JOHN G. HEIMANN Superintendent, Banking Department
THOMAS A. HARNETT Superintendent, Department of Insurance
Banking Law, §§ 250, 400, and 472-a authorize savings banks, savings and loan associations and credit unions, respectively, to retire employees under the following circumstances:
a. those who have served for a period of 30 or more years;
b. those who have served for 10 years or more and have become incapacitated; or
c. those who have served 20 years or more and have attained the age of 60 years.
The benefits payable to such persons are limited by those sections of law. They may not exceed the product of 2% of the average yearly salary for the three years immediately preceding the retirement times the number of years of service. There is also an overall maximum of 60% of the average yearly salary.
These sections also permit a banking institution to enter into a contract with a corporation or trust authorized to transact business under Insurance Law, § 200, for the payment of either the aforementioned type of benefits or for a variable pension; but said banking institutions may not contribute or pay to such corporation or trust a sum which would exceed that required under the Banking Law for the aforementioned fixed retirement benefits.
Insurance Law, § 200, permits the incorporation of non-profit corporations or trusts for the general purposes of providing pensions to retirees which pensions may be in a fixed amount or be variable dependent on the income from funds invested.
ERISA, § 514(a) provides that it shall supersede any state laws for employees benefit plans except as provided in subdivision b of that same section. Section b, in part states:
"* * * nothing in this title shall be construed to exempt or relieve any person from any law of any state which regulates insurance, banking, or securities." (Emphasis supplied.)
The aforementioned Banking Law sections serve a dual purpose. The first is a regulation limiting the amount of pension that could be granted by a bank to favored officers and employees, which limitation was intended to correct abuses resulting from excessive or imprudent acts by banking institutions with respect to the grant of retirement benefits to favored personnel at the expense of the depositors or shareholders of the banking institutions.
The second purpose of these sections is to make possible the granting of pensions to officers and employees of banking institutions and to protect the employees from default by the institutions.
The purpose of the upper limitation of pensions in the Banking Law sections heretofore referred to is regulative of banking institutions and, therefore, included in the excepted group in section 514(b) ERISA. These provisions, therefore, have not been preempted by ERISA.

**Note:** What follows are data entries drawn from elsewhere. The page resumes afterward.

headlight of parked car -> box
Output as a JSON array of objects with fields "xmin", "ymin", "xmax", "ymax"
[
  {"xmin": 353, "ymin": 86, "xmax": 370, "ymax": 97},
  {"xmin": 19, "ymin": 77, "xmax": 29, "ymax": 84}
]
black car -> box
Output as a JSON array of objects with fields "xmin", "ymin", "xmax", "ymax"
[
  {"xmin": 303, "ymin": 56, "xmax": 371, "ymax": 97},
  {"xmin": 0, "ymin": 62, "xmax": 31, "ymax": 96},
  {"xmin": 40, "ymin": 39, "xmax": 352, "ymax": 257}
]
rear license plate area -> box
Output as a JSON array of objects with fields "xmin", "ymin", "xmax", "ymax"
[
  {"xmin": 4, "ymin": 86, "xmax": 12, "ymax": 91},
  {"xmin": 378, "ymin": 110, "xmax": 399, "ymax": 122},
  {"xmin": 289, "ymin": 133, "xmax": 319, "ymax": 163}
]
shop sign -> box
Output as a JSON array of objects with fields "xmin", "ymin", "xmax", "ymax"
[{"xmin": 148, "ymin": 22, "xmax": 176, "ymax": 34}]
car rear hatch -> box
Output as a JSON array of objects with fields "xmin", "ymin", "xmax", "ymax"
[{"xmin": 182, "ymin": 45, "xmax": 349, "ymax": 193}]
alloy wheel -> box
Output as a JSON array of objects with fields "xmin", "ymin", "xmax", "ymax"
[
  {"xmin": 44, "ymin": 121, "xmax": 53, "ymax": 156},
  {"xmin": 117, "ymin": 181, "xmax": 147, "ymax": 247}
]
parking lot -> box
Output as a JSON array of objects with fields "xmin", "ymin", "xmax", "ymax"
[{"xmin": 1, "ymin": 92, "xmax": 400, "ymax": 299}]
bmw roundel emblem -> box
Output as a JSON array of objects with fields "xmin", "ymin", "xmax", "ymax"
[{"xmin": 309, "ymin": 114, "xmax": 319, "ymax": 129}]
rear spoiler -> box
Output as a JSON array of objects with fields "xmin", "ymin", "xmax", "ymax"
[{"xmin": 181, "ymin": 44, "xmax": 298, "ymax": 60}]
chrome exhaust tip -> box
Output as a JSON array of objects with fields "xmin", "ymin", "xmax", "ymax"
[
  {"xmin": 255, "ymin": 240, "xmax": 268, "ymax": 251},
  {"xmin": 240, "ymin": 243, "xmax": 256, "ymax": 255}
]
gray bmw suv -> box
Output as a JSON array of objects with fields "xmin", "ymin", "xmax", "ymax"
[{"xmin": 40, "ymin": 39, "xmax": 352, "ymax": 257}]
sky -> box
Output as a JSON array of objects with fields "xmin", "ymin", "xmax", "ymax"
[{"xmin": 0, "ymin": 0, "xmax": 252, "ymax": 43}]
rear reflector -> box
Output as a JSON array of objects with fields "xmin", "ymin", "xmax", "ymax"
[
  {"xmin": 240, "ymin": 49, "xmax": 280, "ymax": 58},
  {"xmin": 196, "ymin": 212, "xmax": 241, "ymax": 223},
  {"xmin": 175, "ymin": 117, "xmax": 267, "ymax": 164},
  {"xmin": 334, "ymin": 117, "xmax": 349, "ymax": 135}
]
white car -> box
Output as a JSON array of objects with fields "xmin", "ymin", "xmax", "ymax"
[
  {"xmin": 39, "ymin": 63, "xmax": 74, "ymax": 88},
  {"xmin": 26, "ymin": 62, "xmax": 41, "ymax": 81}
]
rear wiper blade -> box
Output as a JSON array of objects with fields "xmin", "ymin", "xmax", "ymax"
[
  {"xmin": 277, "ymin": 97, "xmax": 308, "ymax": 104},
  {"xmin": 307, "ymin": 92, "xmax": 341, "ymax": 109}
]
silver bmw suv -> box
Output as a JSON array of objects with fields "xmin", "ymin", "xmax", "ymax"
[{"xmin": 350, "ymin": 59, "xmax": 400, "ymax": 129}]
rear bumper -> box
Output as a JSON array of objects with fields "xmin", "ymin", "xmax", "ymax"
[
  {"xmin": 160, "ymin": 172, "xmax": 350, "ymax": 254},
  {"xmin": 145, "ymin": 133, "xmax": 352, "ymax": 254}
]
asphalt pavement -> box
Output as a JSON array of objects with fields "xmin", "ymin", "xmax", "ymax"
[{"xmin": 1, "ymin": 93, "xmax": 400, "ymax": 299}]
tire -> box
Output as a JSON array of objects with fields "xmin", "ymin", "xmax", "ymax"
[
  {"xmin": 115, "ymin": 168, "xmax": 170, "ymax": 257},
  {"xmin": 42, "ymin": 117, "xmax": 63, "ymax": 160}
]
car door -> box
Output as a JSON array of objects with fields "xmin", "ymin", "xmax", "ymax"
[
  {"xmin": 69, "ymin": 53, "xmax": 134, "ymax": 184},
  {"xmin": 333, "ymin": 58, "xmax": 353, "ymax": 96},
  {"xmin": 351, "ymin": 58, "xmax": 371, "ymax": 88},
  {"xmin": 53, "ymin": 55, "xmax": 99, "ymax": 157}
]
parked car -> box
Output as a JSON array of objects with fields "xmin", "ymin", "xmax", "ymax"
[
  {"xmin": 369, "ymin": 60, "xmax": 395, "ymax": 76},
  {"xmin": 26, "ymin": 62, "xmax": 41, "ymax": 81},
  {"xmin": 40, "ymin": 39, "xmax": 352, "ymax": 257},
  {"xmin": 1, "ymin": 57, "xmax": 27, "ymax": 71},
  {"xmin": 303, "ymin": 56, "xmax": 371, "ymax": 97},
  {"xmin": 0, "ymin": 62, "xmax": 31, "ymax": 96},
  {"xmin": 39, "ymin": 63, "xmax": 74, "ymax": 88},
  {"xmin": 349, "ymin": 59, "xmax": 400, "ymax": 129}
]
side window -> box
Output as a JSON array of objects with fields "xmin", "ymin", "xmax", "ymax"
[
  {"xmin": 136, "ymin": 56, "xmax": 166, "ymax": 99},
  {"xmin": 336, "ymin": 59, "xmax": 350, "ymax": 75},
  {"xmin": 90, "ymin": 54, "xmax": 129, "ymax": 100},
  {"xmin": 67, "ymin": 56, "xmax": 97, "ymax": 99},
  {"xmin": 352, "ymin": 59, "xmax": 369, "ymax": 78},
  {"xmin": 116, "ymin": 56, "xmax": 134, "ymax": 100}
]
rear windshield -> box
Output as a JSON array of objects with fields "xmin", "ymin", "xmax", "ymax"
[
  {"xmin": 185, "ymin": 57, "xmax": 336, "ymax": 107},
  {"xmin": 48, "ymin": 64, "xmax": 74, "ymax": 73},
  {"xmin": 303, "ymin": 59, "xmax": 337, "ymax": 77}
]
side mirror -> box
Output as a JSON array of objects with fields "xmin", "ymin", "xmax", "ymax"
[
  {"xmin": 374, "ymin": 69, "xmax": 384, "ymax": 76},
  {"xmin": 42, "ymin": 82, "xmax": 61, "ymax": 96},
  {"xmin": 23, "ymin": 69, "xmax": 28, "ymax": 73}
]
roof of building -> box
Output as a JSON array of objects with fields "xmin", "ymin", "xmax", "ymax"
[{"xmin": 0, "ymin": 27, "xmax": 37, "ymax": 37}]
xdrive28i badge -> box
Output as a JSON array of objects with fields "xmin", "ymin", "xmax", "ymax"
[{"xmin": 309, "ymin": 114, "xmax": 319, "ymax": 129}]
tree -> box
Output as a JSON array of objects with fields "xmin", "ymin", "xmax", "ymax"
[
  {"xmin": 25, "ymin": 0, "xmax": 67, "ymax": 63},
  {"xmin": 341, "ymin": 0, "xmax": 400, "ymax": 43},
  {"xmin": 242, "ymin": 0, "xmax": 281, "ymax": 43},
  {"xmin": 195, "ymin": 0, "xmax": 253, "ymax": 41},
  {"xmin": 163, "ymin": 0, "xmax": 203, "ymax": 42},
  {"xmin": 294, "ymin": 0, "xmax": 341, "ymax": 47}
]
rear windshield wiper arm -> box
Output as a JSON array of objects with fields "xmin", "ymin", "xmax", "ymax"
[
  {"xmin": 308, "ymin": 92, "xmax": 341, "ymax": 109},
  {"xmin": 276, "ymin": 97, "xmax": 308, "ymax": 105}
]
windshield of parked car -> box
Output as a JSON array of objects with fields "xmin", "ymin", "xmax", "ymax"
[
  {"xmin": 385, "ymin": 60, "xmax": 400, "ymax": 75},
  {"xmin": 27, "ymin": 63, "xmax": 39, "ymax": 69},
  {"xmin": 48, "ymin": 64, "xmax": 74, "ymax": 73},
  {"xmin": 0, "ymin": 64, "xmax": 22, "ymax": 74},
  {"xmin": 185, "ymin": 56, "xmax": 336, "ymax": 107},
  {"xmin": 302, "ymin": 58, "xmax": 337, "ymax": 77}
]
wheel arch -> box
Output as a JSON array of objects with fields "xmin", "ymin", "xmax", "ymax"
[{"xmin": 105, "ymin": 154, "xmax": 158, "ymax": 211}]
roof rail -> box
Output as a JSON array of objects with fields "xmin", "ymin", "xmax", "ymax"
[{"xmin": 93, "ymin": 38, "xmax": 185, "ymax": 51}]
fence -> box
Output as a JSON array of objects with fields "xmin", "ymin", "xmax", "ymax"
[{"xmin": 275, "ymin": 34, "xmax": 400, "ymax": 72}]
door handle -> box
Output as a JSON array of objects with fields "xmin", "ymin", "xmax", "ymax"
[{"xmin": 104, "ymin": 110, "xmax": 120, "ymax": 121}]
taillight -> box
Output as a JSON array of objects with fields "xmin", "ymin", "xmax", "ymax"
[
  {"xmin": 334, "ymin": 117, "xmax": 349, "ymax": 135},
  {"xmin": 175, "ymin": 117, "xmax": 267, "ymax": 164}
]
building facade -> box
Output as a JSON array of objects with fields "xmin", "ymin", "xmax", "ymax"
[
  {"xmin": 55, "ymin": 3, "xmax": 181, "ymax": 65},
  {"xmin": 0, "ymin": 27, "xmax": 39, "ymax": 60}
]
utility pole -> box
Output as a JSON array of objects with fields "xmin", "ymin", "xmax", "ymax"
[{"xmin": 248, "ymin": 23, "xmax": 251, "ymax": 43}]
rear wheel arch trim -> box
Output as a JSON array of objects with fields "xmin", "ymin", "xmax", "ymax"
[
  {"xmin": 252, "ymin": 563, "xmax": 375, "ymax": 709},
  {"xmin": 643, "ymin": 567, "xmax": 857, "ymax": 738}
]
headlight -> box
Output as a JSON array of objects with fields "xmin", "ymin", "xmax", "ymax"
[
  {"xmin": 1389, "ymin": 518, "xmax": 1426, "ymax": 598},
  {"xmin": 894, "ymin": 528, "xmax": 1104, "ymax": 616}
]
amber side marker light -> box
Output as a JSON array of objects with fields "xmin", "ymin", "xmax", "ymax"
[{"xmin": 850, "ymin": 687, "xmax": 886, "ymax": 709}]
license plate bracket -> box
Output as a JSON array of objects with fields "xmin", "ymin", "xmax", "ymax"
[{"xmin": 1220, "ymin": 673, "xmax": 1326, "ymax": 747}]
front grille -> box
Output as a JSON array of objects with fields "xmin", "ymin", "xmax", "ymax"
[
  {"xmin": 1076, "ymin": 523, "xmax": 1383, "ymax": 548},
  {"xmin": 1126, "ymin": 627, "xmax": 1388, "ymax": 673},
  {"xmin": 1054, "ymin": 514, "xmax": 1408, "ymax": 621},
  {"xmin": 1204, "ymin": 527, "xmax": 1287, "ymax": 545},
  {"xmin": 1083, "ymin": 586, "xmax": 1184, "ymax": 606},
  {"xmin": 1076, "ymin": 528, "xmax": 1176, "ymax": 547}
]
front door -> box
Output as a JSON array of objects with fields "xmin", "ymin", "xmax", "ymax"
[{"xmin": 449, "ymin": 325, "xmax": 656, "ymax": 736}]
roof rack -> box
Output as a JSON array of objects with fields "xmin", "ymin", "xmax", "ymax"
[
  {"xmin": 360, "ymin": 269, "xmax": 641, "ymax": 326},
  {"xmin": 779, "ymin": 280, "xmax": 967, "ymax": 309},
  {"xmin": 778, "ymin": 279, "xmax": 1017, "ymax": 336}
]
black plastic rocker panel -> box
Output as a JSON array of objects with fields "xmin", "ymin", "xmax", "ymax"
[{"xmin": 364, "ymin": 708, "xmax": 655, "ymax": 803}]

Those provisions or portions of provisions of the Banking Law whose purpose is the protection of the retiree are within the scope of ERISA and have been preempted by the enactment of the Federal law.
Since there are a variety of separate provisions in these sections and, in most cases, factual background would be necessary to determine whether those provisions are regulatory in nature or have been preempted, it would be necessary to consider each provision separately. Specific necessary facts are not available to me and those provisions are not, therefore, passed upon in this office.